According to the present invention, a digital signal group is divided into blocks of a predetermined unit, and a block identification signal and a synchronization signal corresponding to the arrangement of blocks are added to each block so as to correspond to each block. When a sync block is formed and a sync signal is detected on the playback device side for a storage medium in which sync blocks are sequentially stored in an order different from the above-mentioned block arrangement according to a certain rule, the playback block identification is performed. The configuration of the circuit for creating the prediction signal used as the signal becomes extremely simple.

[Brief description of drawings]

FIG. 1 is a block diagram showing an address signal processing circuit according to an embodiment of the present invention.

FIG. 2 is a schematic diagram showing a relationship between a reproduction address and a virtual address.

FIG. 3 is a schematic diagram showing a sync block and a correction block for one track.

FIG. 4 is a schematic diagram showing a sync block for one track recorded on a magnetic tape.

FIG. 5 is a schematic diagram showing a format of one sync block.

FIG. 6 is a schematic diagram for explaining a conventional example and showing a sync block for one track.

FIG. 7 is a block diagram showing a conventional example.

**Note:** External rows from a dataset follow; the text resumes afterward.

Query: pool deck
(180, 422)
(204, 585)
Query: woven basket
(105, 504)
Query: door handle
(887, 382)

FIG. 8 is a time chart showing signals of respective parts of FIG.

[Explanation of symbols]

 2 sync detection circuit 3 address signal extraction circuit 4 reproduction address-virtual address conversion circuit 5 error detection circuit 6 prediction circuit 7 virtual address-reproduction address conversion circuit 8 changeover switch

Claims (1)

[Claims] 1. A digital signal group is divided into blocks of a predetermined unit, and a sync block corresponding to each block is formed by adding a block identification signal and a synchronization signal corresponding to the arrangement of blocks for each block. A block identification signal processing device provided in a reproducing device for a storage medium in which respective sync blocks are sequentially stored in a different order from the arrangement of the blocks according to a certain rule, and a block identification signal of a reproduced sync block is A first conversion means for converting into a virtual block identification signal having a constant variation in the order of reproduction, a determination means for determining whether or not there is an error in the block identification signal of the reproduced sync block, a block identification signal There is no error in the prediction means for creating the prediction signal and the block identification signal of the reproduced sync block. In this case, the virtual block identification signal obtained by the first conversion means is output as a normal virtual block identification signal, and when there is an error in the block identification signal of the reproduced sync block, the prediction obtained by the prediction means. The output means for outputting the signal as a regular virtual block identification signal and the virtual block identification signal output from the output means are
Second conversion means for returning the original block identification signal by performing conversion in the opposite direction to the conversion means is provided, and the prediction means is reproduced next based on the virtual block identification signal output from the output means. A block identification signal processing device for creating a prediction signal of a block identification signal of a sync block.